Ma per il cambiamento del clima arrivano al nord le arachidi insieme a pasta e pomodoro. In Italia si sta verificando un significativo spostamento della zona di coltivazione tradizionale di alcune colture come l’olivo che è arrivato quasi a ridosso delle Alpi mentre ai confini con la Svizzera si coltiva il sorgo e le prime arachidi sono state raccolte nella Pianura Padana dove il clima è diventato favorevole alla produzione di grandi quantità di pomodoro e di grano duro per la pasta.

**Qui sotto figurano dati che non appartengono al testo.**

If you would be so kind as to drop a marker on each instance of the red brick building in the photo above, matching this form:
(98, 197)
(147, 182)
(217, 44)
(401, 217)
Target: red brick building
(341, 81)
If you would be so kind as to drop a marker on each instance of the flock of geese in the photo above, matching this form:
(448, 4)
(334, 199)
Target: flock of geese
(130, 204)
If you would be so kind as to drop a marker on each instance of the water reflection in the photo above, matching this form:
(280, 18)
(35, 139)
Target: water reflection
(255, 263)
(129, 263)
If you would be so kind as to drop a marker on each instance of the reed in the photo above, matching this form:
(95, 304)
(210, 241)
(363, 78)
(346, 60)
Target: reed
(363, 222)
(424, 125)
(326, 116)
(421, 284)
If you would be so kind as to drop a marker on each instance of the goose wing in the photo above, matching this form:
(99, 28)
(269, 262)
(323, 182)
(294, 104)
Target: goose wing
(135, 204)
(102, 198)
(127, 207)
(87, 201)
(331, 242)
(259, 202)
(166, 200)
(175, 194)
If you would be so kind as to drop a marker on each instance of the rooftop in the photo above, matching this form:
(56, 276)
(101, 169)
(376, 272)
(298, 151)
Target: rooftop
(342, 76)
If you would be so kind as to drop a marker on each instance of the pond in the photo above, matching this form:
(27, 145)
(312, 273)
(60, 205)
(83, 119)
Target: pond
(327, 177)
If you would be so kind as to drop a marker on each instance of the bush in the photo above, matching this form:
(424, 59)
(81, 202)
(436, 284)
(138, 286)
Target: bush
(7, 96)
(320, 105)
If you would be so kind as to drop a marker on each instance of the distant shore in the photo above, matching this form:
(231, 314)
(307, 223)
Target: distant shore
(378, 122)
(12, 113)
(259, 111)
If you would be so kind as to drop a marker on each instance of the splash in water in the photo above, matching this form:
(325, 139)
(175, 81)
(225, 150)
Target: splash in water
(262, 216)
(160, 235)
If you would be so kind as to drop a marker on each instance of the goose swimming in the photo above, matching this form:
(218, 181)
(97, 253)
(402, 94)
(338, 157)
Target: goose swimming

E’ quanto afferma la Coldiretti nel commentare l’allarme sul rischio di estinzione per Brunello di Montalcino, Chianti Classico e Nobile di Montepulciano per effetto dei cambiamenti climatici che provocano uno migrazione delle colture tipiche della dieta mediterranea con un evidente impatto sulla competitività del Made in Italy che fonda buona parte del suo successo sul territorio e la buona cucina.


 


Si tratta di processi – continua la Coldiretti – che rappresentano una nuova sfida per l’impresa agricola che deve interpretare il cambiamento e i suoi effetti sui cicli delle colture, sulla gestione delle acque e sulla sicurezza del territorio. I cambiamenti climatici in corso si manifestano infatti anche – sottolinea la Coldiretti – con la più elevata frequenza di eventi estremi con sfasamenti stagionali, precipitazioni brevi ed intense, un maggiore rischio per gelate tardive, l’aumento dell’incidenza di infezioni fungine e dello sviluppo di insetti come le cavallette e la riduzione della riserve idriche. Una situazione che fa aumentare il rischio desertificazione come dimostra il fatto che secondo l’ultimo annuario dei dati ambientali dell’Apat le aree con sensibilità media o alta alla desertificazione coprono – precisa la Coldiretti – il 36 per cento del territorio nazionale, ma sono addirittura in una situazione di criticità circa la metà del territorio della Sardegna e della Calabria.


 


Di fronte a questi allarmi non bisogna rassegnarsi, ma servono – prosegue la Coldiretti – interventi di manutenzione, risparmio, recupero e riciclaggio delle acque con le opere infrastrutturali del piano irriguo nazionale previsto dalla Finanziaria, campagne di informazione ed educazione sull’uso corretto dell’acqua, un impegno per la diffusione di sistemi di irrigazione a basso consumo, ma anche ricerca e innovazione per lo sviluppo di coltivazioni a basso fabbisogno idrico come l’arachide sperimentata dalla Coldiretti. Un impegno che va accompagnato – conclude la Coldiretti – da una maggiore decisione nel raggiungimento degli obiettivi fissati per il nostro Paese dal protocollo di Kyoto anche con lo sviluppo di alternative energetiche come i biocarburanti ottenuti dalle coltivazioni agricole, per ridurre l’impatto dei gas ad effetto serra dei combustibili fossili.